Unnamed: 0,pattern_id,ERR1549286,ERR1549290,ERR1549291,ERR1549287,ERR1549288,ERR1549299,ERR1549292,ERR1549298,ERR1549296,...,ERR2172345,ERR2172346,ERR2172347,ERR2172348,ERR2172349,ERR2172350,ERR2172351,ERR2172352,ERR2172353,ERR2172354
0,CTTAACATATTTGCCTTTGATTTTTGAAGAAGCTGCCACGCCGGCAG,0,0,0,0,0,0,0,0,0,...,0,0,0,0,0,0,0,1,0,0
1,TACCGTAACCGGCAATGCGGATATTACGGTC,0,0,0,0,0,0,0,0,0,...,0,0,0,0,0,0,0,0,0,0
2,CAGACGGCATTTTTTTTGCGTTTTTCGGGAGG,0,0,0,0,0,0,0,0,0,...,0,1,0,0,0,0,0,0,0,0
3,AACGGGTTTTCAGACGGCATTCGATATCGGGACG,0,0,0,0,0,0,0,0,0,...,0,0,0,0,0,0,0,0,0,0
4,CCAAAAATTACCCGCGTTGACGTAGCTAAAGA,0,0,0,0,0,0,0,0,0,...,0,0,0,0,0,0,0,0,0,0


In [4]:
# Loading ciprofloxacin data
#unitigs_cip = pd.read_csv('../data/external/cip_sr_gwas_filtered_unitigs.Rtab', sep='\s', engine='python')
#unitigs_cip.head()

In [5]:
# Loading ceftrixone data
#unitigs_cfx = pd.read_csv('../data/external/cfx_sr_gwas_filtered_unitigs.Rtab', sep='\s', engine='python')
#unitigs_cfx.head()

# HEY BRENDAN MAKE SURE YOU DO THIS LATER
### 2.2 Data Joining

Each unitig file needs the samples' MIC data for the respective antibiotic.

In [6]:
# Print shape of each DataFrame
print("mic_data shape: " + str(mic_data.shape))
print("unitigs_azm shape: " + str(unitigs_azm.shape))
#print("unitigs_cip shape: " + str(unitigs_cip.shape))
#print("unitigs_cfx shape: " + str(unitigs_cfx.shape))
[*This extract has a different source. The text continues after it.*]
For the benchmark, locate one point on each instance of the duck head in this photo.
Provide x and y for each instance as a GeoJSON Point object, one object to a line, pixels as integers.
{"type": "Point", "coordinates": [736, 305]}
mic_data shape: (3786, 31)
unitigs_azm shape: (515, 3972)


'mic_data's rows contain the sample id's while the unitig files have the sample id's as columns, so I will transpose them. Additionally, the 'mic_data' has 3786 rows while the unitigs all have 3972 columns, so some samples might not have MIC data.

In [7]:
# Set index to 'pattern_id' and transpose
unitigs_azm_T = unitigs_azm.set_index('pattern_id').T

# Reset index and rename column 'sample_id'
unitigs_azm_T.reset_index(inplace=True)
unitigs_azm_T = unitigs_azm_T.rename(columns = {'index':'Sample_ID'})
unitigs_azm_T.head()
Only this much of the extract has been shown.